Oozing from between every line of the report is thinly-disguised antipathy on both sides. At Saracens, even now, there also seems to be an element of continuing delusion. Their former chairman Nigel Wray’s latest statement talks of “our vision” enduring despite recent events. No one disputes Wray has elevated the concept of employee welfare to a whole new level but for a highly intelligent and astute businessman he has been more cavalier, in terms of crucial detail, than an entire Vauxhall plant.
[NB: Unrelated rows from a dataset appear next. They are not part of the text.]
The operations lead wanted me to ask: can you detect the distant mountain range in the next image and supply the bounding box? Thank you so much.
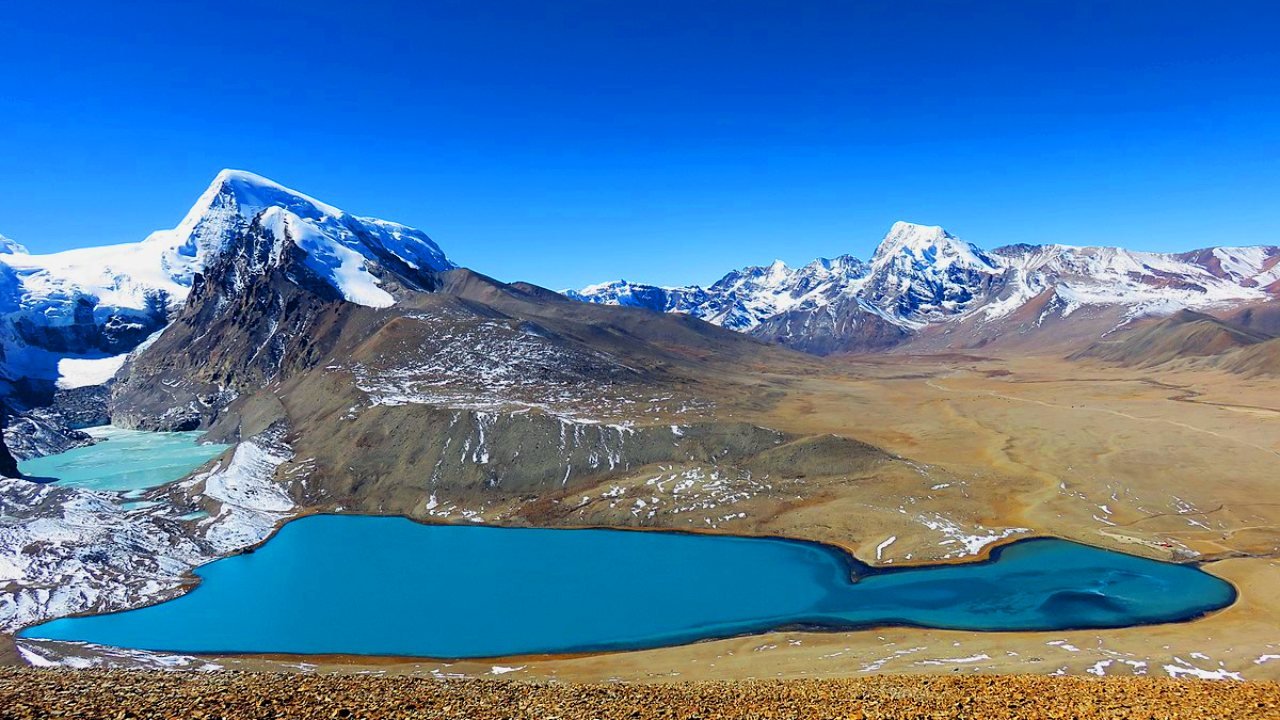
[0,170,1280,457]
[566,222,1280,355]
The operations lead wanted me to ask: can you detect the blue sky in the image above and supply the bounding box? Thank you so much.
[0,0,1280,288]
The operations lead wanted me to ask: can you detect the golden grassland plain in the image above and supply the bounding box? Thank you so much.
[0,669,1280,720]
[12,355,1280,682]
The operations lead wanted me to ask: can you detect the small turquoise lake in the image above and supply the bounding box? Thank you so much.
[20,515,1235,659]
[18,425,229,492]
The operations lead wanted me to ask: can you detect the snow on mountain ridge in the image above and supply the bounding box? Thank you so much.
[0,234,27,255]
[0,169,454,379]
[570,222,1280,345]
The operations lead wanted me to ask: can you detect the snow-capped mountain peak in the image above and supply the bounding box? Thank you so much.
[570,222,1280,352]
[0,170,454,378]
[872,220,998,272]
[0,234,27,255]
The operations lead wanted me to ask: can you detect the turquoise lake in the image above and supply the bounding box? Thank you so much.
[18,425,230,492]
[20,515,1235,659]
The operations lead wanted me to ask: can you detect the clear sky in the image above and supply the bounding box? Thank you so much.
[0,0,1280,288]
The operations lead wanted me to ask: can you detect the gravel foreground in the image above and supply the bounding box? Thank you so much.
[0,669,1280,720]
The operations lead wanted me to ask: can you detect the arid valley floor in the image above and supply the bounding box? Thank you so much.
[3,354,1280,682]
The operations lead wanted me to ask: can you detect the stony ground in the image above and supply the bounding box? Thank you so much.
[0,669,1280,720]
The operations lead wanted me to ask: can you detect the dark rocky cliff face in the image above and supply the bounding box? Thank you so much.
[0,402,22,478]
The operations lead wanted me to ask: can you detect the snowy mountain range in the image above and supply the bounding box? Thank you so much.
[566,222,1280,354]
[0,170,453,388]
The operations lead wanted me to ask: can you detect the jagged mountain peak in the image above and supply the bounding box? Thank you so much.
[571,222,1280,352]
[0,234,27,255]
[145,169,454,307]
[872,220,998,272]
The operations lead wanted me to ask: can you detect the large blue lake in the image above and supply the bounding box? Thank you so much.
[18,425,229,491]
[20,515,1235,657]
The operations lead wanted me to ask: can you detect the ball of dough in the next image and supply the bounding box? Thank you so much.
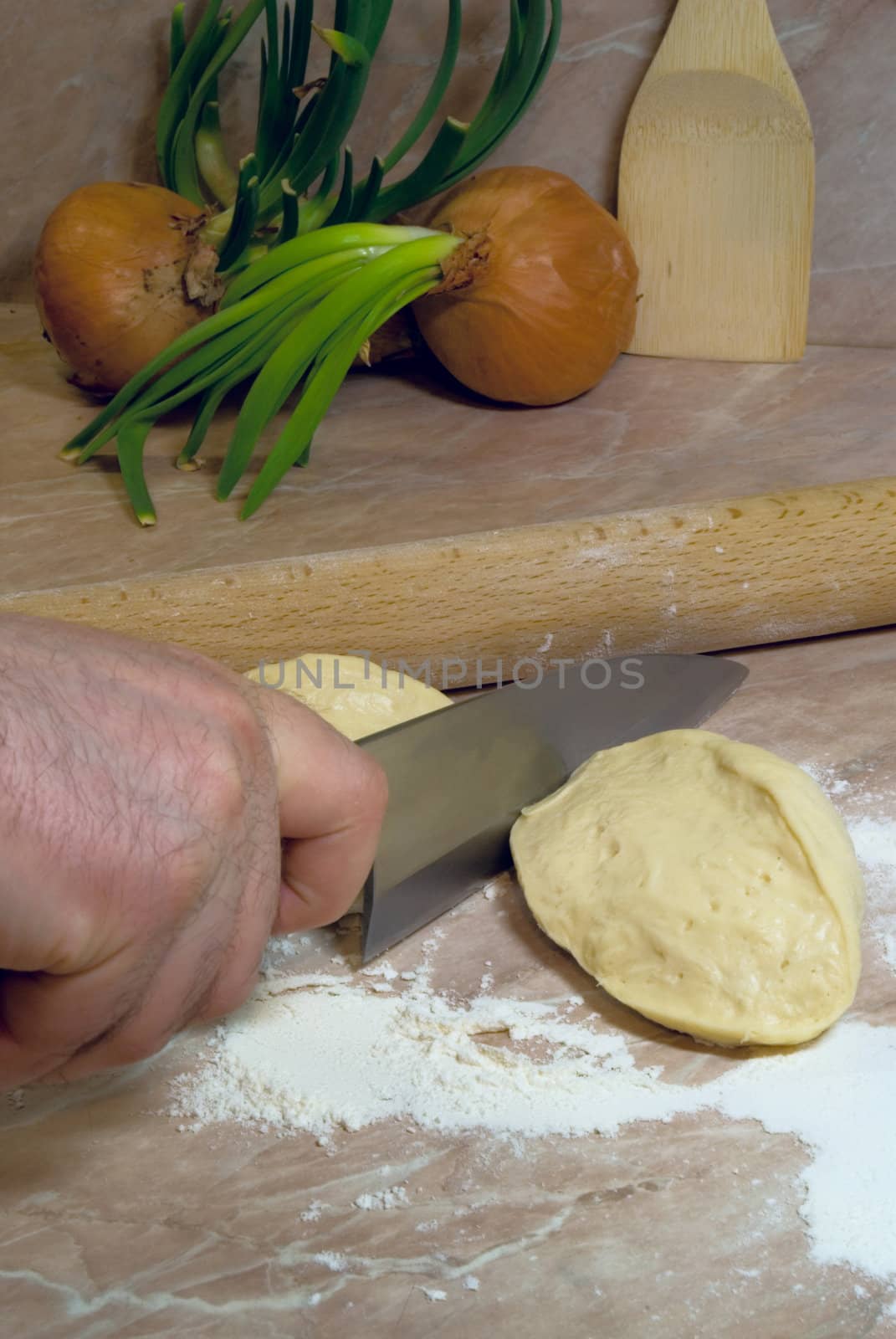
[510,730,864,1046]
[247,651,452,739]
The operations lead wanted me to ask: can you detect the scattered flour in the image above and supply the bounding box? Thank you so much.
[172,768,896,1290]
[354,1185,410,1209]
[310,1250,348,1274]
[299,1200,330,1223]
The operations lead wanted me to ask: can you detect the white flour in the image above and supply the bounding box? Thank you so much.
[172,768,896,1301]
[354,1185,410,1209]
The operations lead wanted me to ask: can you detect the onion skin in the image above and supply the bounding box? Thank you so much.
[33,182,207,392]
[414,167,637,404]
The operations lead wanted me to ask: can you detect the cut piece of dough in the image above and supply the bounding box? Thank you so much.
[247,651,452,739]
[510,730,864,1046]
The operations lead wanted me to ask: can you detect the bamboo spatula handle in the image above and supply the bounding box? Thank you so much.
[648,0,804,107]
Reckless? Well, that is one word for it. It is not in the judgment but sources suggest that at least 10 lock forwards in the Premiership are being paid a basic salary that is higher than Maro Itoje’s. Given the latter is among the sport’s most highly-prized assets that would seem – let’s see now, m’lud – rather odd. Saracens clearly thought they were being clever when they invested in his image rights, even if it was said to be the idea of Itoje’s agent initially. The subsequent big difference of opinion over their precise valuation also looks strange, unless you take the charitable view that rich men looking to offset a bit of tax don’t always pay close attention to the precise size of the cheques they are writing.

Nigel Wray
Nigel Wray has been cavalier in his approach to Saracens’ arrangements for their players. Photograph: Henry Browne/Getty Images

Let’s also be kind here and describe some of Saracens’ legal gambits as high handed. Despite their owner and management supporting the concept of a salary cap, those representing Saracens initially argued it was contrary to competition law. Eh? If the essence of your defence is that you have basically done nothing wrong, how smart is it to start by trying to wriggle off the hook on a technicality and rubbishing the other camp? In one particularly revealing passage the independent panel describes Saracens as making “a serious attack” on the credibility of Mark McCafferty, PRL’s former chief executive. The report concludes this was entirely unjustified.
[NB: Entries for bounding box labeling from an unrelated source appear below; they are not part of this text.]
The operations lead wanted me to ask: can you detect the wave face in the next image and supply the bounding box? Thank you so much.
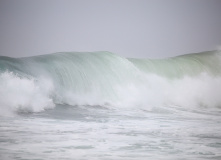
[0,51,221,112]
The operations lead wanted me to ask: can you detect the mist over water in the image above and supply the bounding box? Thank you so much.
[0,51,221,159]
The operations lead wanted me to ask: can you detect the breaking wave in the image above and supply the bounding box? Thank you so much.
[0,51,221,114]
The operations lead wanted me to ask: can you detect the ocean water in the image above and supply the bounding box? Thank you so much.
[0,51,221,160]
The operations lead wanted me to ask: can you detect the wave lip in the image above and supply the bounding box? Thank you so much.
[0,51,221,112]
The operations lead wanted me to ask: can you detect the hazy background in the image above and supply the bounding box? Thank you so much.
[0,0,221,58]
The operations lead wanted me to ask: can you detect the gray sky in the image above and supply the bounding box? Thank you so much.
[0,0,221,58]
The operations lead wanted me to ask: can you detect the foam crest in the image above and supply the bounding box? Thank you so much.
[0,72,54,115]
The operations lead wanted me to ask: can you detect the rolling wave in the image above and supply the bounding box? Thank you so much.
[0,51,221,112]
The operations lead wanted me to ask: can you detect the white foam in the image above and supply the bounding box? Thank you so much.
[0,72,54,115]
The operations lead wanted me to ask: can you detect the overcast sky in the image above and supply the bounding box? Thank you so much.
[0,0,221,58]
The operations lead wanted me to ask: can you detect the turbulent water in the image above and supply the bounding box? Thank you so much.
[0,51,221,160]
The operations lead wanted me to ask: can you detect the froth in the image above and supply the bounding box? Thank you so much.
[0,72,54,115]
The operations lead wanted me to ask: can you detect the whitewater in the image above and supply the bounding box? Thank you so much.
[0,50,221,160]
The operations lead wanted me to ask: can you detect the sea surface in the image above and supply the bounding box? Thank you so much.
[0,51,221,160]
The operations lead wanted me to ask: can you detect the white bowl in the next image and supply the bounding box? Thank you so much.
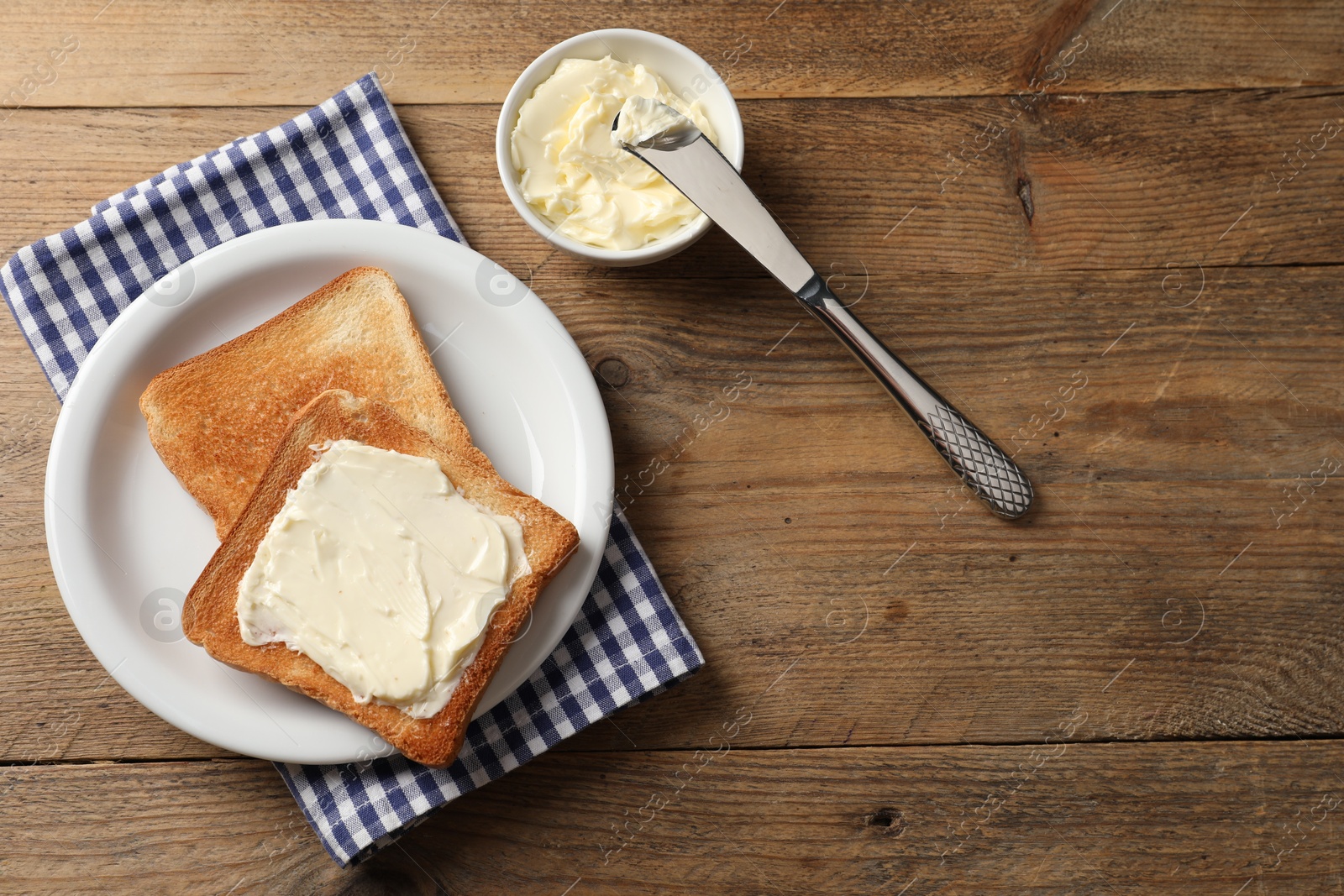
[495,29,744,267]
For a club with honesty and humility plastered across the top of their main stand, the report also shows Saracens’ curious struggle to differentiate between the letter and the spirit of the law. Saracens argued that the salary cap manager, Andrew Rogers, failed to make a proper distinction between sham loans and genuine ones. Rogers’ response cuts to the heart of this whole dispiriting business. “None of the arrangements would have been made … if it were not for the fact that they were Saracens players. The arrangements are designed to provide additional reward for playing for Saracens. There has been a concerted and deliberate attempt to create structures that supposedly take that reward outside the ambit of salary, for the purposes of the regulations.”
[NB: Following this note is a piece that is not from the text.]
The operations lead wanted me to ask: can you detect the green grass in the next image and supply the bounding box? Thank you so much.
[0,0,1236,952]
Related: The Breakdown | Saracens scandal may spell end of a way of rugby life

The report’s conclusion is similarly blunt, describing the club’s failure to co-operate with the salary cap manager as “egregious … it took risks and is now paying the price for doing so …” Subsequently, of course, that price has grown even heavier, with relegation to the Championship now ladled on top of the original meaty sanctions – a 35-point deduction and a £5.36m fine – following Saracens’ failure to prove their compliance this season.

Which also means that, rather than drawing a clear line under the whole affair, the report’s release raises any number of fresh questions. Why, precisely, did Saracens opt to take relegation rather than opening their books for other years? Are those who allegedly dobbed them in squeaky clean? What else is lurking in the shrubbery? And, lest we forget, how let down are many of Sarries’ players and staff currently feeling as they face the prospect, in some cases, of finding alternative employment? English rugby’s unedifying blame game is neither simple nor remotely over.